I've got a conceptual question about the canonical ensemble. In the derivation of the probability distribution (see e.g. Kardar, Statistical physics of particles, p. 110ff) it is stated that a small system S is maintained at a constant temperature T through contact with a large reservoir R.
Now, in general, temperature is defined statistically as $\left. \frac{1}{T}=\frac{\partial S}{\partial E}\right|_{V,N}$ if we assume that $S=S(E,V,N)$. So, in general, $T=T(E,V,N)$. This follows from maximizing the total number of microstates of a system at energy $E_{tot}$ that is a combination of two subsystems which can exchange energy (see e.g. Kardar, p. 100). This maximisation is achieved when $T_1=T_2$ for the two subsystems and leads to a solution, say $E^0_1$ and $E^0_2$ for the energies contained in the two subsystems when $T_1=T_2$.
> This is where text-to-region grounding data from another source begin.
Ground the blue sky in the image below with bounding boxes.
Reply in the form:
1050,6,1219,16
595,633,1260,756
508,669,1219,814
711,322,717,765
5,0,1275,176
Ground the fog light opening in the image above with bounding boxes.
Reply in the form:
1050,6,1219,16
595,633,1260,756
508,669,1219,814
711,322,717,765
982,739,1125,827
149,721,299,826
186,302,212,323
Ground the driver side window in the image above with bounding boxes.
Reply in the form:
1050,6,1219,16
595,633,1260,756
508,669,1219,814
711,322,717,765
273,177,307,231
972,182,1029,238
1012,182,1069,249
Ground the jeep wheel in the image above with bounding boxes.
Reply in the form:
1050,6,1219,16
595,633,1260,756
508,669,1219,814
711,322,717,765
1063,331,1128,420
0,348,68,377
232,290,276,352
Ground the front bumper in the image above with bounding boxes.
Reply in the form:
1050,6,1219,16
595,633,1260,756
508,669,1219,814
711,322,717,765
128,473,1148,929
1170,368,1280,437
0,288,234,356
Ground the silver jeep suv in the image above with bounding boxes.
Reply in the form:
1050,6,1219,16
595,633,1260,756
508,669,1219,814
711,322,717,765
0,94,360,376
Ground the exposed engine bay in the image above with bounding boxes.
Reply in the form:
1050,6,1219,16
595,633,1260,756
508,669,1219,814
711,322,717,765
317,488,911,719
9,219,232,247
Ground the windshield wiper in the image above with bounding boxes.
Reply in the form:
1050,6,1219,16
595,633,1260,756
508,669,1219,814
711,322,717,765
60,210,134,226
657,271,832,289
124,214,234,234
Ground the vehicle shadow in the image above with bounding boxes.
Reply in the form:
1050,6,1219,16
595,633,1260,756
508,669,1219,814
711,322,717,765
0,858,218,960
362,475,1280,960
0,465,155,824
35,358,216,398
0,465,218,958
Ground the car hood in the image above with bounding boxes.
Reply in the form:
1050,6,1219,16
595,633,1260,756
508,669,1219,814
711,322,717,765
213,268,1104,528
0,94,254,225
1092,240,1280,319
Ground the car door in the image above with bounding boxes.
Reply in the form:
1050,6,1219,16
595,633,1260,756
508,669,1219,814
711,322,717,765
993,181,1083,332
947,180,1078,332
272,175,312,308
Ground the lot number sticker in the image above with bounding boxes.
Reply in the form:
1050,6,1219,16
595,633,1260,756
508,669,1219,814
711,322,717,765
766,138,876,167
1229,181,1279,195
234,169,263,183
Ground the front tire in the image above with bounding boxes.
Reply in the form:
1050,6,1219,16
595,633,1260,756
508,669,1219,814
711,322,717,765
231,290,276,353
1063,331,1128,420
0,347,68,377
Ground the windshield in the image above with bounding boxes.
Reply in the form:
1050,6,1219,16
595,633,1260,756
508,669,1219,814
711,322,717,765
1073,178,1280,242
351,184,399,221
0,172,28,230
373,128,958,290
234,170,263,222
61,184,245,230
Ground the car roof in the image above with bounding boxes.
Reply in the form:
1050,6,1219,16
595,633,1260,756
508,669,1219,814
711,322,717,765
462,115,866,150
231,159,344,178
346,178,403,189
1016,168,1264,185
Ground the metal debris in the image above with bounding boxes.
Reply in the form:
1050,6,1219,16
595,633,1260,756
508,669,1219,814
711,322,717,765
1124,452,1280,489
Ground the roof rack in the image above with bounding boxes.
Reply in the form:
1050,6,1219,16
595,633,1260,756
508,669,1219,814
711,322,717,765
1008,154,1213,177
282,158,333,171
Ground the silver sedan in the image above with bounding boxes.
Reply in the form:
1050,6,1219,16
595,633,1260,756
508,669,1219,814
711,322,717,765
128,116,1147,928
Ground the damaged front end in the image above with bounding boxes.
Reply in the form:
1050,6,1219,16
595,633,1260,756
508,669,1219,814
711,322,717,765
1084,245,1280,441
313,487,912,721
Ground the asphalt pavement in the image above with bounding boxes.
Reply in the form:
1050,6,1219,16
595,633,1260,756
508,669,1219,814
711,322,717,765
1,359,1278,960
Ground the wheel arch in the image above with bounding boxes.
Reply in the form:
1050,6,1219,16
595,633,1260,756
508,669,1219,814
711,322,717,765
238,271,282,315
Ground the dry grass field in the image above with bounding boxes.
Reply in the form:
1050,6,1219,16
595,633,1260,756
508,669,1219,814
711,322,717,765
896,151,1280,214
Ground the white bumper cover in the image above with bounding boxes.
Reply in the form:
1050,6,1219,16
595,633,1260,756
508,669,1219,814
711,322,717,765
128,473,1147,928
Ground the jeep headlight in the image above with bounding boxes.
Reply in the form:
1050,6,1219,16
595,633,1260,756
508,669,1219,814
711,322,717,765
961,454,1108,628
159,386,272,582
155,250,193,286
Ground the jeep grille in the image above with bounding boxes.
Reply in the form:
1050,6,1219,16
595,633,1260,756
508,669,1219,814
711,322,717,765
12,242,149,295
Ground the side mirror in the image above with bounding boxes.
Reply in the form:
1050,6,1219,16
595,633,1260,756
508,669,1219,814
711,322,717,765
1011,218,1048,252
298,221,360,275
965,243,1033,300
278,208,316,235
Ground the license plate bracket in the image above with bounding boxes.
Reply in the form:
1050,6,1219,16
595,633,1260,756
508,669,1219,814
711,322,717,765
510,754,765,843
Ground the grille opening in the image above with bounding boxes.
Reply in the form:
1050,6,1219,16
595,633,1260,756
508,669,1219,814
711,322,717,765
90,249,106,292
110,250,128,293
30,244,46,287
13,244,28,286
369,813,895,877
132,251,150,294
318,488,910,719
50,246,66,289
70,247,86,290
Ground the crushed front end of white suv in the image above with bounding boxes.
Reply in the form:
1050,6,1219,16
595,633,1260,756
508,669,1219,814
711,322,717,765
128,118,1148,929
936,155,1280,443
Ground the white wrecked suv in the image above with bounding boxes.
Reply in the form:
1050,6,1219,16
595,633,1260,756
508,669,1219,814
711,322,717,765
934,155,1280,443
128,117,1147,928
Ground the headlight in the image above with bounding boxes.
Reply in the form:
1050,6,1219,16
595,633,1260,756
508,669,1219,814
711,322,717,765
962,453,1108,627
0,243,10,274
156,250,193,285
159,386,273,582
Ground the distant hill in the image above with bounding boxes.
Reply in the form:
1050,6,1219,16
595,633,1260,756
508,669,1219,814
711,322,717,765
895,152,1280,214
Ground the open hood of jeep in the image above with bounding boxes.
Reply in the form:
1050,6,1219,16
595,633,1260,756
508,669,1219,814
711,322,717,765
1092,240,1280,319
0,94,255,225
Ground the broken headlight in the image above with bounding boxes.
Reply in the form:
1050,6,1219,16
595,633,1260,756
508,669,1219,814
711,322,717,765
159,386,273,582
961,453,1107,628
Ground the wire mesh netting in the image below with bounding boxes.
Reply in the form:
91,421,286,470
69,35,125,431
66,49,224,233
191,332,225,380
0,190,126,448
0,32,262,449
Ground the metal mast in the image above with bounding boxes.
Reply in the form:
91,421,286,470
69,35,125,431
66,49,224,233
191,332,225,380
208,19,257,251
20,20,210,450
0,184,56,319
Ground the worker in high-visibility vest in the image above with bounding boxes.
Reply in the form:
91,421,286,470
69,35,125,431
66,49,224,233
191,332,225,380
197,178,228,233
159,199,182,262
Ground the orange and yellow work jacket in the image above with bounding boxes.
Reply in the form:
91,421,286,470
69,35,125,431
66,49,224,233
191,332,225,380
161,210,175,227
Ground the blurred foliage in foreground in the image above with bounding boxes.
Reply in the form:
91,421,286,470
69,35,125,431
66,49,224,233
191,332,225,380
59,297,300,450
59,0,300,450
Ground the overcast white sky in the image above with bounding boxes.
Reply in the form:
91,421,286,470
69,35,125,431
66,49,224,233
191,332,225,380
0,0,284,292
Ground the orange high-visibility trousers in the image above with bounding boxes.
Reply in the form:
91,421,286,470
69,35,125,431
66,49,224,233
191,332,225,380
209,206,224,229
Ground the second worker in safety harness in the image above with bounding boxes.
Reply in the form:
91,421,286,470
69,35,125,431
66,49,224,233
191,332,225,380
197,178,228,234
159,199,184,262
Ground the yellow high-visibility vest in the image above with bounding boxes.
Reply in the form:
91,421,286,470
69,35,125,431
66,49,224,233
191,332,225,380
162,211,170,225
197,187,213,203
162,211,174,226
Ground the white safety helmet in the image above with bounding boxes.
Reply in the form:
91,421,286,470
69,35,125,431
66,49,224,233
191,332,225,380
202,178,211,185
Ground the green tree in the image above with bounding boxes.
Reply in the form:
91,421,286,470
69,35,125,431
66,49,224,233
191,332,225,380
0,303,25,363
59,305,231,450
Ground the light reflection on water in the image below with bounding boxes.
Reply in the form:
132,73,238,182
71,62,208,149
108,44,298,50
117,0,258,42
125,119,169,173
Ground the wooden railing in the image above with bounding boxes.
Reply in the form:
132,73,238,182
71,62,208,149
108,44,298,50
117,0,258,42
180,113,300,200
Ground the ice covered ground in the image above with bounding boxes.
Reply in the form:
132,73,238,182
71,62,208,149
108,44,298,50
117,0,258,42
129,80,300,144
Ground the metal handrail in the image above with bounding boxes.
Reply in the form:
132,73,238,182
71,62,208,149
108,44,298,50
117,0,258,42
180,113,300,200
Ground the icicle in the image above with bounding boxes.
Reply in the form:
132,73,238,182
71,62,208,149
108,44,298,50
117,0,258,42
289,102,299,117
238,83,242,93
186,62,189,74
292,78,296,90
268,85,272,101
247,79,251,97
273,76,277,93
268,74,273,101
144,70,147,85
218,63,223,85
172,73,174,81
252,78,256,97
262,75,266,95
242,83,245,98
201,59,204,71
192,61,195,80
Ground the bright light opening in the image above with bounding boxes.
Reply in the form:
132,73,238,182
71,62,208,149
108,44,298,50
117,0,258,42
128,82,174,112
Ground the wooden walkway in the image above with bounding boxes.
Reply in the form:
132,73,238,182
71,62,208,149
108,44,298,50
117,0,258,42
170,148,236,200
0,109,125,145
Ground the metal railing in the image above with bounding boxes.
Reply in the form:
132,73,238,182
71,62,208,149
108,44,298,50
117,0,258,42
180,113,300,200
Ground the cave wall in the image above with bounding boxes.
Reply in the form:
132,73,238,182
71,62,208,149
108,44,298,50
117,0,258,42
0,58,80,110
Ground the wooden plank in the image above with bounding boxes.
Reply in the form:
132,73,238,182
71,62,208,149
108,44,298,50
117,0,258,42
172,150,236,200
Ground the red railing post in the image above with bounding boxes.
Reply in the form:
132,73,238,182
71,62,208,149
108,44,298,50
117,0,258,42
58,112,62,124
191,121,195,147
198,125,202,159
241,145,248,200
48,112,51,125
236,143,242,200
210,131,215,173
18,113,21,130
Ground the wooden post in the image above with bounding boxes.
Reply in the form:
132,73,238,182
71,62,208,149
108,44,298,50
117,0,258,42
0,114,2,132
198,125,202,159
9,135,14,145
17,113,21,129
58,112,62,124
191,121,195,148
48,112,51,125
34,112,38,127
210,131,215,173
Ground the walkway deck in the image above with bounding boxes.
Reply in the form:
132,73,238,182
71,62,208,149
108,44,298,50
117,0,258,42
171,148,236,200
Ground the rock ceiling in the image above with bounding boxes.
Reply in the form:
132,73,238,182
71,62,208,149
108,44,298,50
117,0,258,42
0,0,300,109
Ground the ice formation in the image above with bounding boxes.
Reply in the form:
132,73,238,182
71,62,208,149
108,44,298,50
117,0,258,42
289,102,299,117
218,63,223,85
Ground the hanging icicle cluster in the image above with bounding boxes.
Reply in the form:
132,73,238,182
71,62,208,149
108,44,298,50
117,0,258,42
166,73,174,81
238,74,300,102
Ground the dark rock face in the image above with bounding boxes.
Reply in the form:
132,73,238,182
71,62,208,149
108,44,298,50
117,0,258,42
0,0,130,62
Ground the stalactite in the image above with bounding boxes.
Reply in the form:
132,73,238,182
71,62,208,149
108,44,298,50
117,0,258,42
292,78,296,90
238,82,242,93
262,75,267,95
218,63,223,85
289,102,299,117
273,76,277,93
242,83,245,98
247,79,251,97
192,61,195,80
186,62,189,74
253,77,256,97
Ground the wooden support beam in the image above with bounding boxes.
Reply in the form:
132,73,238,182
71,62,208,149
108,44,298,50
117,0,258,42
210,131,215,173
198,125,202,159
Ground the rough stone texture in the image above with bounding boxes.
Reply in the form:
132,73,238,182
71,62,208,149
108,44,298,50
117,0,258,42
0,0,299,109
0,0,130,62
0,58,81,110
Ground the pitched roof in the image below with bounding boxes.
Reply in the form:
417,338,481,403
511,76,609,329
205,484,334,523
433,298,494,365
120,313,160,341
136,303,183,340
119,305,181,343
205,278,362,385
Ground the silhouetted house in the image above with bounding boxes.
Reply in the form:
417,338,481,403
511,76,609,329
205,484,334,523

As I understand it, this does however not mean that the subsystems will always have those energies at temperature T. It just means that the subsystems are most likely to be found with energies $E^0_1$ and $E^0_2$ at temperature T since with these energy values the number of microstates of the combined system is maximised.
Now to the canonical ensemble: In this case, as my understanding goes, the two subsystems are small system S and reservoir R, $E_1$ can be taken as the energy of the small system S and $E_2$ as the energy of the reservoir R. Is it correct to say, then that the canonical probability distribution for the energies of system S: $p(E_i)=\frac{\sum_{\mu(E_i)} e^{-\beta E_i}}{Z} = \frac{g(E_i) e^{-\beta E_i}}{Z}$ can be regarded as a measure of how likely the energy of the system S is to deviate from the most likely value $E^0_S$ it "should have" given its temperature? (In the above equation, $g(E_i)$ is just the number of microstates with energy $E_i$). In particular, would the most likely energy obtained via $\left. \frac{\partial p}{\partial E_i}\right |_T$ coincide with $E^0_S$?
1 Answer
From Reif's derivation of the canonical ensemble, the idea in describing the smaller system S is to use the fact that the total system including both S and R is isolated and in thermal equilibrium. That is, the total energy, using the notation you have written, would be $E_T=E_1+E_2$ and it must be constant. Then we use the assumption that, for this total system, all microstates which satisfy this condition will be equally likely.
Writing down the probability $p_S(E_i)$ for the system S then is the equivalent of writing $p_R(E_T-E_i)$ for the reservoir since the reservoir must have this energy. In other words, one way to think about the distribution is that it describes the ways in which the two systems' energies could add to $E_T$, and subsequently it will describe the most likely way that the two systems will do this.
Thinking about it this way also explains why the distribution should even have a peak; if the probability of a given state of S scales with its energy, why should it have a peak at some intermediate energy? If the system S has an unreasonably low energy at a given temperature (making the Boltzmann factor larger, and thus making this state seem more probable), it must be that the reservoir has unreasonably high energy, which is unlikely for the reservoir.